My father, Earl E. Pyatt, often talked about living on an Indian reservation when he was young. He always commented to us on how all they had to eat was pinto beans and creamed corn. He loved pinto beans but never really acquired a liking for creamed corn…hardly remember it ever being served at our house. My nephew was doing a report in school on Indians of the Southwest and my father sent the following information to him regarding his life there.
Excerpt from my Dad’s letter dated 8/31/2003 to Steven (his grandson) regarding life on the Navajo Indian Reservation.
“When I was about four years old my father worked for an oil drilling company and we lived in company housing on the Navajo reservation. This was in the Four Corner’s area west of Shiprock, NM along the Utah-Arizona border. I was the only kid in the oil camp and so the kids I could play with were all Navajo. They didn’t speak any English, but I did learn a few words in Navajo. I guess we used a sort of sign language and didn’t need words just to play.
I remember playing in and around their hogan and remember the smoky mesquite aroma from their clothing and inside where their mother cooked their meals. Another thing I remember was playing “stick horse” – running around after each other with a broomstick between our legs pretending it was a horse.

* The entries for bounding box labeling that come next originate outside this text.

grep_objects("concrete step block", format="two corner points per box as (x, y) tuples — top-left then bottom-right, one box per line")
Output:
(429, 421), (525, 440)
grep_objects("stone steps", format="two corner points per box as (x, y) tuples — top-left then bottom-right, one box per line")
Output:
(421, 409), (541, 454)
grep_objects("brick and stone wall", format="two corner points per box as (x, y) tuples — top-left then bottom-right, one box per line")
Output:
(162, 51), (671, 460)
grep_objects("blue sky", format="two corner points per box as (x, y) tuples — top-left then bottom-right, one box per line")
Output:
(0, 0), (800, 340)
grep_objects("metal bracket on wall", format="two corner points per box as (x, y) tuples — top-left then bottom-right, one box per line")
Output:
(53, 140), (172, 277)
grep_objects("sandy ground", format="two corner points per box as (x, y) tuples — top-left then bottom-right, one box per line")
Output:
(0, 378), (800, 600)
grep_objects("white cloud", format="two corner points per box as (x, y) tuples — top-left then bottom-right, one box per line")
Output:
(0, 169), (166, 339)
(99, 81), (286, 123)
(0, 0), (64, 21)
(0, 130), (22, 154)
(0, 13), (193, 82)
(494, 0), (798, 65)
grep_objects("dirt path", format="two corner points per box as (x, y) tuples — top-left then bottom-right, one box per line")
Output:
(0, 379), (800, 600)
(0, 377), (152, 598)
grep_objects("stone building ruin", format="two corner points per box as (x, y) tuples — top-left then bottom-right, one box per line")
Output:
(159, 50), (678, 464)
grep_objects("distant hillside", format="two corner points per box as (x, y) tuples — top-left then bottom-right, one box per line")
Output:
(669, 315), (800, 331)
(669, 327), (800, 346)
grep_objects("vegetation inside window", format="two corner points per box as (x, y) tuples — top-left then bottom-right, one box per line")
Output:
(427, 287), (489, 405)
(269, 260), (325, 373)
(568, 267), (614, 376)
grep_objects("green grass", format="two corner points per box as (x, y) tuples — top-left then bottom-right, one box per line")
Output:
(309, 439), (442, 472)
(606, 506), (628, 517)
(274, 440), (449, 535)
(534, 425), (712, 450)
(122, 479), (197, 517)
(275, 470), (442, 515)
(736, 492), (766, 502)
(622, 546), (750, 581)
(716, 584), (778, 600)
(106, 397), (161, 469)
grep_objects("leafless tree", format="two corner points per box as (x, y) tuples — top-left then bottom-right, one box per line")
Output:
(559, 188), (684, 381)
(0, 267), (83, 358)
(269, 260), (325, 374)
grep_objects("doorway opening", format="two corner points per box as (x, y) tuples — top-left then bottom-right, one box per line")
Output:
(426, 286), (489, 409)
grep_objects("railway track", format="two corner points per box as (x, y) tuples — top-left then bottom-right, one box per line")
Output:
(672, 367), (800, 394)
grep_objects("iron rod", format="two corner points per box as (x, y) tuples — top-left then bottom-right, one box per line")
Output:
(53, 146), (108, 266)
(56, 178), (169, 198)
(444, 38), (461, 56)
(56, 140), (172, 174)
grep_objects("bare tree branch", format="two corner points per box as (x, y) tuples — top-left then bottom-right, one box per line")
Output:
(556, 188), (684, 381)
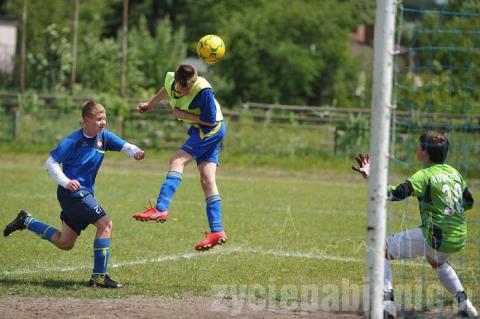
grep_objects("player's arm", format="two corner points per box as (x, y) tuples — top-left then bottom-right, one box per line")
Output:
(387, 180), (413, 202)
(104, 130), (145, 160)
(173, 88), (217, 127)
(137, 87), (168, 113)
(462, 187), (474, 210)
(120, 143), (145, 161)
(45, 156), (80, 192)
(172, 107), (216, 127)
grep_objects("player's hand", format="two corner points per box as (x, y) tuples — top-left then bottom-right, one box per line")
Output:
(352, 154), (370, 179)
(137, 102), (153, 113)
(133, 151), (145, 161)
(67, 179), (81, 192)
(172, 107), (182, 119)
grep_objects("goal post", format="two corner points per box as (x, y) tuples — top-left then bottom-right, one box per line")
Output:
(364, 0), (397, 319)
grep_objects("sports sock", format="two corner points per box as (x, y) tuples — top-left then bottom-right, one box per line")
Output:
(155, 171), (183, 212)
(93, 238), (110, 275)
(206, 195), (223, 232)
(25, 216), (58, 242)
(435, 263), (463, 295)
(383, 258), (393, 292)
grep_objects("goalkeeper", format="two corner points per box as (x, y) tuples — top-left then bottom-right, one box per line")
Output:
(133, 65), (227, 250)
(352, 131), (477, 318)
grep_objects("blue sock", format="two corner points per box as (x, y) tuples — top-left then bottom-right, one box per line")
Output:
(155, 171), (183, 212)
(206, 195), (223, 232)
(93, 238), (110, 275)
(25, 216), (58, 242)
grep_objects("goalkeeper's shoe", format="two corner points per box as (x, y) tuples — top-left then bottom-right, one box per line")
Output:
(88, 274), (123, 288)
(132, 207), (168, 223)
(3, 210), (31, 237)
(457, 291), (478, 318)
(195, 230), (227, 250)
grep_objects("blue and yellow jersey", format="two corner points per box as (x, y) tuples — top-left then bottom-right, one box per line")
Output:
(50, 129), (126, 197)
(164, 72), (223, 134)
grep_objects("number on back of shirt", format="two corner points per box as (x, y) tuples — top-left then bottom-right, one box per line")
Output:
(442, 183), (463, 216)
(93, 205), (102, 214)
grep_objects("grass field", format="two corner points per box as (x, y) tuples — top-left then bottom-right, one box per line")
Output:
(0, 154), (480, 316)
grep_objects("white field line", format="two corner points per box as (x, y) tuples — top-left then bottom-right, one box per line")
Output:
(1, 247), (436, 276)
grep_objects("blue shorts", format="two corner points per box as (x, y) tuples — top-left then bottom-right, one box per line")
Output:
(180, 121), (227, 165)
(57, 186), (107, 235)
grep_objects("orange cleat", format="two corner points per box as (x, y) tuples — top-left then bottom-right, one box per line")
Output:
(132, 207), (168, 223)
(195, 230), (227, 250)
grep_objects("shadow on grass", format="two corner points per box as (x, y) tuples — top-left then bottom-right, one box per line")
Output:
(397, 310), (462, 319)
(0, 278), (88, 290)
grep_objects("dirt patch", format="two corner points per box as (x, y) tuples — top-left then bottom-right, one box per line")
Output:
(0, 297), (362, 319)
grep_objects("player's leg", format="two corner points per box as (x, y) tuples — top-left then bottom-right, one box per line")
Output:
(133, 149), (193, 223)
(195, 123), (227, 250)
(3, 210), (58, 243)
(88, 216), (123, 288)
(383, 228), (425, 318)
(425, 254), (478, 318)
(51, 223), (78, 250)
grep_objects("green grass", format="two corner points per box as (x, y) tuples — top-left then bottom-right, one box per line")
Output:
(0, 154), (480, 314)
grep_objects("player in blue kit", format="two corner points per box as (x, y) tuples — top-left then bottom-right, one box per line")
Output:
(133, 65), (227, 250)
(3, 101), (145, 288)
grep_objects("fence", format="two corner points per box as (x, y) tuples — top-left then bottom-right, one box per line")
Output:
(0, 93), (480, 168)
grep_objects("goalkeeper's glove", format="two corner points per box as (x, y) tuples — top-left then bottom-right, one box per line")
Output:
(352, 154), (370, 179)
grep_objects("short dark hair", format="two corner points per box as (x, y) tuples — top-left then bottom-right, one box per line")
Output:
(175, 64), (197, 88)
(82, 100), (105, 118)
(419, 131), (450, 163)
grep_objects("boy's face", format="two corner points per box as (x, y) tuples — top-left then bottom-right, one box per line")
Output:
(416, 144), (430, 163)
(83, 112), (107, 136)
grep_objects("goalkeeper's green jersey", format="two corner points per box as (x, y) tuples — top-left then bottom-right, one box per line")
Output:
(402, 164), (467, 253)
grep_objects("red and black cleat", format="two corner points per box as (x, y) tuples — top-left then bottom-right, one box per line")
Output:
(195, 230), (228, 250)
(132, 207), (168, 223)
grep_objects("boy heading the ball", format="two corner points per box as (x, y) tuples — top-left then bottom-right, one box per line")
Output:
(352, 131), (477, 318)
(3, 101), (145, 288)
(133, 65), (227, 250)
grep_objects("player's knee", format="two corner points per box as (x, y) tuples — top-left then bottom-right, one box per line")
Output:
(95, 217), (113, 236)
(200, 176), (215, 189)
(57, 241), (75, 250)
(101, 220), (113, 235)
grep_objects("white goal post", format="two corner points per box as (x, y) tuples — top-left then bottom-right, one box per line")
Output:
(363, 0), (397, 319)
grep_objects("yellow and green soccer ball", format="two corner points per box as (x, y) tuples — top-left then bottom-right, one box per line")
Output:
(197, 34), (225, 64)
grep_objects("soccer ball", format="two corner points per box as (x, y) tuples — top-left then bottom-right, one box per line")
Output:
(197, 34), (225, 64)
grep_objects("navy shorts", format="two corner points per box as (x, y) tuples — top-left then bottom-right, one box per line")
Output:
(57, 186), (107, 235)
(180, 121), (226, 165)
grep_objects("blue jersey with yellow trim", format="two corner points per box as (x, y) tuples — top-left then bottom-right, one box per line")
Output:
(50, 129), (126, 196)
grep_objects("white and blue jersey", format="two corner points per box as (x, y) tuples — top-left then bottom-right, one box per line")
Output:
(50, 129), (126, 197)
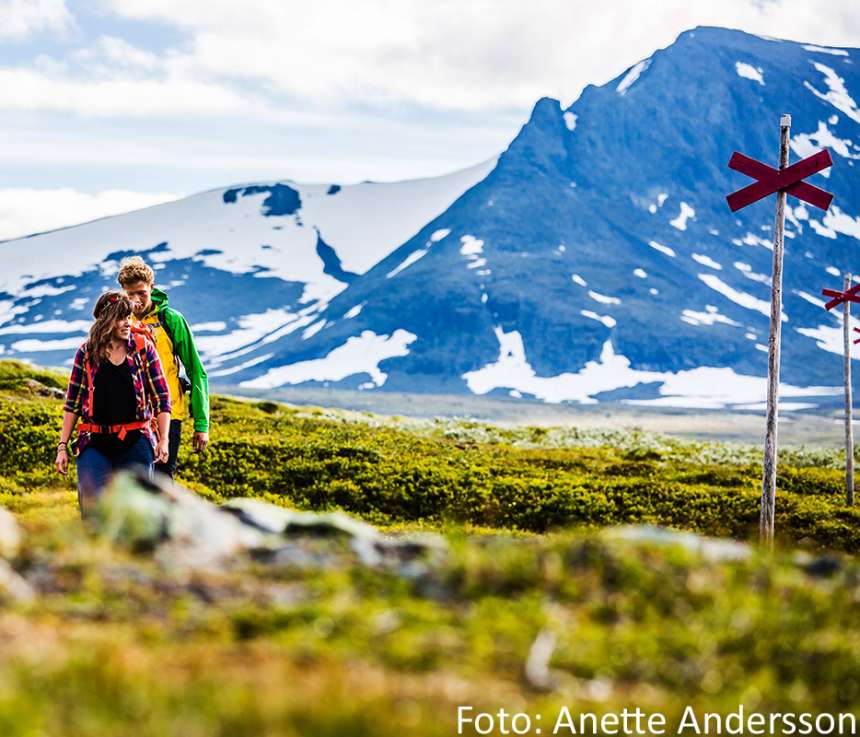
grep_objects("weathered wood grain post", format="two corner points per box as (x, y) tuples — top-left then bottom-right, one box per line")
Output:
(821, 274), (860, 507)
(842, 274), (854, 507)
(758, 115), (791, 548)
(726, 119), (833, 548)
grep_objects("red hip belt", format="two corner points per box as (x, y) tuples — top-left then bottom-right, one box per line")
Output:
(78, 420), (149, 440)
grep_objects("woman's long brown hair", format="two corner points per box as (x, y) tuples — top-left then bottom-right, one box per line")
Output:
(87, 292), (131, 363)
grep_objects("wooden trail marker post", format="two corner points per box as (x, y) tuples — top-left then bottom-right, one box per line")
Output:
(821, 274), (860, 507)
(726, 115), (833, 548)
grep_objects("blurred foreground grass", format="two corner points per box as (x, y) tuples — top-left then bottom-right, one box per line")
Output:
(0, 360), (860, 737)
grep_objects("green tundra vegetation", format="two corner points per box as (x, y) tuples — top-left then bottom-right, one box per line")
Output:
(0, 362), (860, 737)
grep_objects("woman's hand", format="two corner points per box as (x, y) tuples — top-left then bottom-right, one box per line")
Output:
(54, 445), (69, 476)
(155, 434), (169, 463)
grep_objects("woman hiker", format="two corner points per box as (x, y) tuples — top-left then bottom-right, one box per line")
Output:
(55, 292), (171, 517)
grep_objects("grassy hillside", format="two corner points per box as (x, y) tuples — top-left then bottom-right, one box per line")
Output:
(0, 363), (860, 552)
(0, 363), (860, 737)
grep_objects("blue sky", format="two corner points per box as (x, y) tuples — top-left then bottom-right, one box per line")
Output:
(0, 0), (860, 239)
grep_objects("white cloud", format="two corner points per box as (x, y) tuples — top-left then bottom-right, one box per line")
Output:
(0, 188), (182, 240)
(0, 67), (255, 117)
(0, 0), (73, 41)
(97, 0), (858, 110)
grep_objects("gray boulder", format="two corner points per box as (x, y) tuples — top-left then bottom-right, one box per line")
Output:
(96, 471), (445, 576)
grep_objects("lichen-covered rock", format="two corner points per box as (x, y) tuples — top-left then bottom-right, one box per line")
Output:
(604, 525), (752, 561)
(221, 499), (445, 566)
(96, 472), (445, 576)
(97, 472), (267, 568)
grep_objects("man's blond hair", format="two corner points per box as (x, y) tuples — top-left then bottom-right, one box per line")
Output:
(116, 256), (155, 287)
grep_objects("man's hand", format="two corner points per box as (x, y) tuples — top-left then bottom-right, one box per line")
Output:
(191, 432), (209, 453)
(155, 436), (170, 463)
(54, 446), (69, 476)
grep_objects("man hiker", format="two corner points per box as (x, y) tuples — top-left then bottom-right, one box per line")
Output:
(117, 256), (209, 478)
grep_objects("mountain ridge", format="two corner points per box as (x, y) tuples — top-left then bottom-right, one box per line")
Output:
(0, 27), (860, 406)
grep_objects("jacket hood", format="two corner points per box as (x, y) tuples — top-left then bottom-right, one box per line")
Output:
(149, 287), (167, 310)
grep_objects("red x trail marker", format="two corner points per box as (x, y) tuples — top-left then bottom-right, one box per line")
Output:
(726, 149), (833, 212)
(821, 284), (860, 310)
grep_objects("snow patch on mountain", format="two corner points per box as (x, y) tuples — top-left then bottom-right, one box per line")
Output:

We lived there until I was school age and then moved to a town in New Mexico so I could go to school. Later, during World War II, I was in the New Mexico National Guard and had several friends there who were Navajo. In the combat area in the Philippines, they were in charge of telephone communications and passed information in Navajo so they would not be understood by the enemy. All the Navajo people I have known were very nice people and I enjoyed knowing them.”